In this subsection, the performances are analyzed for the 3D-SS-DDL detailed in Section 4.3. Three cases where the numbers of auxiliary beams in the Doppler dimension were one, three and five, respectively, are discussed here. The non-stationary clutter suppression results are given in Figure 11a–c. In addition, the IF curves of the 138th range gate are shown in Figure 11d. Figure 11 illustrates that the clutter suppression performance was poor when there was only one auxiliary beam in the Doppler dimension. Meanwhile, when the number of auxiliary beams increased from three to five, the performance seemed not to change greatly. The result may be caused by the restriction of the RMB rule. When the number of auxiliary beams in the Doppler is five, the number of independent and identically distributed samples should not have been less than 240 for accurate estimation of CCM. However, there are only 200 range gates in the simulated data, so the RMB rule could not be satisfied.
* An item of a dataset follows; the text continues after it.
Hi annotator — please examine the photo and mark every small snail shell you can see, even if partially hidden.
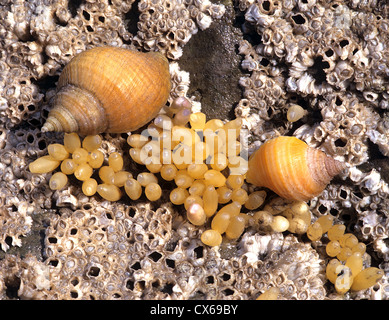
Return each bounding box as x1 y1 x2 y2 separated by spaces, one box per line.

6.5. Experiment 4: Performance Comparison among the 3D-JDL and Three Proposed Methods

The performances of the 3D-JDL and the three improved 3D-STAP methods proposed in Section 4 are compared in this subsection. According to the results in the last three subsections, we select 3D-SDB6 (5 × 2 × 5), 3D-GMB2 ((9 + 3) × 3) and 3D-SS-DDL ((16 + 8) × 3) as the representations of the 3D-SDB, 3D-GMB and 3D-SS-DDL, respectively. The clutter suppression result of the 3D-JDL (5 × 5 × 5) is shown in Figure 12a. The IF curves of the 138th range gate for the four methods are shown in Figure 12b. This illustrates that the performances of the four methods are close. The IF curves of three proposed methods were a bit higher than those of 3D-JDL in the region of the sidelobe. Generally, the 3D-SS-DDL had the best performance.
It is worth mentioning that there were residual slope and curved spectral lines in the range-Doppler spectrums shown by Figure 9, Figure 10, Figure 11 and Figure 12. The spectral lines belonged to the near-range clutter components which locate inside or near the mainlobe. The components were not well suppressed because of the high level of range-variant property, mentioned in Section 5.3 and as a general limitation of the 3D-STAP methods.
In addition, in order to take the potential unanticipated issues into account so that our simulation can be as real as possible. The experiments in the presence of array error, which might occur in the field data, were conducted. The results with 3% array error in the azimuth dimension are shown in Figure 12c. It illustrates that the four methods are not sensitive to the array error in the azimuth. The impact on the IF curves is slight. Furthermore, the results with 3% array error both in the azimuth and elevation dimension are given in Figure 12d. It illustrates that the IF curves decrease rapidly in the region from about −0.05 to 0.1, where the near-range RA components are mainly located. The phenomenon can be explained by the limitation of 3D-STAP methods which is analyzed in Section 5.3 as well. Obviously, the array error in the elevation dimension enlarged the limitation. Figure 12c,d also shows that 3D-SS-DDL and 3D-GMB are more robust compared to the other two methods in terms of the array error.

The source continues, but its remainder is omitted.